Kirsten: I think we categorize wrongly sometimes all technology CEOs as people who force-feed AI. And there’s at least one tech CEO who said: “I think that there’s a certain psychosis with other tech CEOs regarding AI.”

I'm talking about box founder Aaron Levie, who has often come to disrupt and is certainly a friend of TechCrunch. He said that CEOs are particularly vulnerable to AI psychoses, because they – and I read this – are “sufficiently removed from the last mile of work that needs to be done to generate the greatest possible added value with AI.”

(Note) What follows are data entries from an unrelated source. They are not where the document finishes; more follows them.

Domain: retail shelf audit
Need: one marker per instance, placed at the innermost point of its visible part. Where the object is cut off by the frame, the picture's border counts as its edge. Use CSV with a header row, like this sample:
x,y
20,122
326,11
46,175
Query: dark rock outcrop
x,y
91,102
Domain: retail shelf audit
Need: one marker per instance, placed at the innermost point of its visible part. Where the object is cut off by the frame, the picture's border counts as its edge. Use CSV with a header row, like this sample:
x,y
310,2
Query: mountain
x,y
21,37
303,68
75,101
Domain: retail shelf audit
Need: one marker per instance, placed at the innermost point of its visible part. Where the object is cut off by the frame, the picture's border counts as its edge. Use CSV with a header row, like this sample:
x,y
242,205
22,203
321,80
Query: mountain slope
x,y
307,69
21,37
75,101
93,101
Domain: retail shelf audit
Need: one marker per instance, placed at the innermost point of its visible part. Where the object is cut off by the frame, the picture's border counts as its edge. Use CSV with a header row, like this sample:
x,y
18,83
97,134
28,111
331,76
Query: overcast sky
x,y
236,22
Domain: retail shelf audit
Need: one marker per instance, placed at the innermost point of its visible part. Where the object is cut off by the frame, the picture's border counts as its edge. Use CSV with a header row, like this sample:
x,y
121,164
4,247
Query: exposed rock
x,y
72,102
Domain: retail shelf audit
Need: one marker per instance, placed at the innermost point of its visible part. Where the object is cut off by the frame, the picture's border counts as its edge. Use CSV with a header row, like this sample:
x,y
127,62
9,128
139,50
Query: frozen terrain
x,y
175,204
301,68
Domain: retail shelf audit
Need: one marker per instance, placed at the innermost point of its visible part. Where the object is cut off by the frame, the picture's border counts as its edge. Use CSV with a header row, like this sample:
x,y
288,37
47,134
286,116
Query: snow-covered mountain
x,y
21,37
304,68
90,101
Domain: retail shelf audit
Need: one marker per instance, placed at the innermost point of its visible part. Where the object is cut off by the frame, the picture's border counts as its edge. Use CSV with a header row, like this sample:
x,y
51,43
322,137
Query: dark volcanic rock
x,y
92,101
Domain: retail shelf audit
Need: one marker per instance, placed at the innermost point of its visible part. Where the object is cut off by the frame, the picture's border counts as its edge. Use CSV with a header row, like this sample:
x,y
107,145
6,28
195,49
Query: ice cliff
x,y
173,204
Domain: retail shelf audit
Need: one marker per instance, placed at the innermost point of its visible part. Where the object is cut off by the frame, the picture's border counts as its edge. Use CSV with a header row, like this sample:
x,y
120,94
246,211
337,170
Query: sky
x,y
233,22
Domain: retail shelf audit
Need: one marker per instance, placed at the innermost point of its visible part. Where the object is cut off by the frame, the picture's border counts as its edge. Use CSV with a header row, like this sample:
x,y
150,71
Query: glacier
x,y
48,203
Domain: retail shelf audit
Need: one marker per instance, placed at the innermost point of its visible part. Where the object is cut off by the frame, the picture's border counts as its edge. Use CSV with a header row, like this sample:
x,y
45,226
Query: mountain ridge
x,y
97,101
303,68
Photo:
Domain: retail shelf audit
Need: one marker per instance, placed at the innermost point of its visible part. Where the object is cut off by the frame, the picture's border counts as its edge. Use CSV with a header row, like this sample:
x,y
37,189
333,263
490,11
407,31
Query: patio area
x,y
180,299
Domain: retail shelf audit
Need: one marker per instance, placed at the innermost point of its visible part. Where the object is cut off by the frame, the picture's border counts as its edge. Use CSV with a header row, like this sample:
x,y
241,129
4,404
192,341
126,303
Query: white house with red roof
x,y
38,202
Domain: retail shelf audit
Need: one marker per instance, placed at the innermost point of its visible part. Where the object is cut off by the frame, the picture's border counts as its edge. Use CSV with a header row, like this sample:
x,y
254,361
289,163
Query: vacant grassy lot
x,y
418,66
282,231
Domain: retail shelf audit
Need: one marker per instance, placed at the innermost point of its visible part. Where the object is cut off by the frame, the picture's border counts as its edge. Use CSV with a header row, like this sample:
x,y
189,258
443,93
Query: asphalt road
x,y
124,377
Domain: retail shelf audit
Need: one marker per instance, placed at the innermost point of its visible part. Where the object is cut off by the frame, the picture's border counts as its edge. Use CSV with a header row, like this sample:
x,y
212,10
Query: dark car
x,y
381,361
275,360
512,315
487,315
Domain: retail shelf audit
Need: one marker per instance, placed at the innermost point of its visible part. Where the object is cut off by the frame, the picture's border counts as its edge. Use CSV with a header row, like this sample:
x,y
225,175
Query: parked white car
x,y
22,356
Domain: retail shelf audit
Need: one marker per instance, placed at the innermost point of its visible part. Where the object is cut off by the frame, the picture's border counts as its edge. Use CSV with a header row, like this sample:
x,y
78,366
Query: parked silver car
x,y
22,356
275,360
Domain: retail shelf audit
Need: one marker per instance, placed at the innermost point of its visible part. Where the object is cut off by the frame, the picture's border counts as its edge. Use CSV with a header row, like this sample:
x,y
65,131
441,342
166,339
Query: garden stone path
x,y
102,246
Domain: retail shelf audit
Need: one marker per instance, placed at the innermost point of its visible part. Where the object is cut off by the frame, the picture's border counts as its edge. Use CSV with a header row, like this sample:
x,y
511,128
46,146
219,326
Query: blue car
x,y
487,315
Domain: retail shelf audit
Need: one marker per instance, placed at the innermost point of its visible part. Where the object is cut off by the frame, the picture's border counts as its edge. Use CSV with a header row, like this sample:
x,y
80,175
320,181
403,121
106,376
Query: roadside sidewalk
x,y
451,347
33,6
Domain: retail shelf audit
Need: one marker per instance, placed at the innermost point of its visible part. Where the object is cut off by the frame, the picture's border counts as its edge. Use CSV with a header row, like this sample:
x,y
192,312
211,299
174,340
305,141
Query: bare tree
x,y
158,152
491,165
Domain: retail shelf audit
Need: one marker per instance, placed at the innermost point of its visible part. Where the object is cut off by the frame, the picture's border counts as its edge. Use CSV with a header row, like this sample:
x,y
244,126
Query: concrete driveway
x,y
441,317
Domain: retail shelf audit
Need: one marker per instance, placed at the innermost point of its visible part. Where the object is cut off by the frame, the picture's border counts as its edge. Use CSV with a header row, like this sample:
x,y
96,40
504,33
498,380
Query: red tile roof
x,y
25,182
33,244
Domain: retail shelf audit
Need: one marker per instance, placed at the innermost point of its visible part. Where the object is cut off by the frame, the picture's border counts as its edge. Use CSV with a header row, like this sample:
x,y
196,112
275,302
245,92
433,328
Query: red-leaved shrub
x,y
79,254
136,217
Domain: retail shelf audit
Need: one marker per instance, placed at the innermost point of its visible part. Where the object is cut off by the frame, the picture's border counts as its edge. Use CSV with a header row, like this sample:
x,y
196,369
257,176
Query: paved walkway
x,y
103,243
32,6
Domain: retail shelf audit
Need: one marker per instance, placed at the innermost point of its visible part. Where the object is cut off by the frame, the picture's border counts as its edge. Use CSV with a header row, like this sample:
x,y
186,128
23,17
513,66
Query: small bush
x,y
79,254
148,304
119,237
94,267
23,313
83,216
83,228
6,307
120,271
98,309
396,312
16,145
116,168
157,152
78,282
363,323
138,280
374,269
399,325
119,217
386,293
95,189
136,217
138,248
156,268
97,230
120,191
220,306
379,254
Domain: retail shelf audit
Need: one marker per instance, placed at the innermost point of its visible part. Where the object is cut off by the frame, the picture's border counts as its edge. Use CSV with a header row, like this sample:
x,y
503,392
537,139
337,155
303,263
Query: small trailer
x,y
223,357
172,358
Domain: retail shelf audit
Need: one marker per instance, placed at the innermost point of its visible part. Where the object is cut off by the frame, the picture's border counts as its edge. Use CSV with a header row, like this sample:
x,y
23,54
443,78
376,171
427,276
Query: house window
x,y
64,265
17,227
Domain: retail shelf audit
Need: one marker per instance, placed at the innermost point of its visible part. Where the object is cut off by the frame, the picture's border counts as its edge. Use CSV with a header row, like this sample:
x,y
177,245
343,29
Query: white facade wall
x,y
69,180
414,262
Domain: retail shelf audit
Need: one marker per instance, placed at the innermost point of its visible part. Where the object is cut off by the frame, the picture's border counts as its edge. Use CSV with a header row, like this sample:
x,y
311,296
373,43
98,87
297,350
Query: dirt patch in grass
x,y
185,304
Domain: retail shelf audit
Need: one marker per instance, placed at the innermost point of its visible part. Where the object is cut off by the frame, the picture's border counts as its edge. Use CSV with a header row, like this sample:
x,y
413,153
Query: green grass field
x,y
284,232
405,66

I really thought that was interesting. And I wonder if there are other CEOs who agree. I am also wondering whether, in the context of this rethinking of what has to happen in order to generate the greatest possible added value, they also think about how their workforce changes, what is our other topic today – it is not just about the AI gap, but also about how AI changes work. And we have certainly seen some of the bad news, namely many dismissals. But I also think that we see great changes in the way people work. I wonder if you see evidence in the areas you both cover, because I don't think it's just the "KI startup sector" or the big technology companies. Sean: As far as the companies I report about, so many of them are concerned, if not with physical transportation, then with adjacent things. And it seemed much slower there than on the software page, which is not surprising. We begin to see that something changes. We talked a little bit about Mind Robotics in the show, the spinout of Rivian CEO RJ Scaringe. And you know it will certainly use more AI in physical infrastructure and manufacturing as well as in robotics and autonomous driving. I think on the software page things are really changed where there are people whose job is directly related to code production. Anthony: Some of the question concerns, in my opinion, both the introduction of AI into companies and AI-related redundancies – to what extent do they take place from top to bottom or from bottom to top? Because I think that many other changes in the workforce have taken place in recent decades at least to a certain degree from the bottom to the top: these are tools that people really like to use, they bring them in, and from a certain point on, the executives and IT managers accept that. There is the feeling that a large part of [convincing that there will be] AI productivity gains seem to be accepted by the executives – or if you are in a startup, probably by the VCs you finance – who love this dream that you can be as effective with just a small team as a company with a much bigger team. And I don't think that's absolutely impossible, but I think that Aaron's argument is essentially that you don't really touch the end work, how should you know that? He is also not someone who says we should just throw away all AI tools, but he says that you really need to use and understand what they are doing. You can’t just look at a slide and say: “Yes, incredible efficiency, let’s go.”

Kirsten: Well, I think there are many real evidence that these companies use these tools and that this affects workers directly in the form of redundancies and in the way they work. The two truths are true here.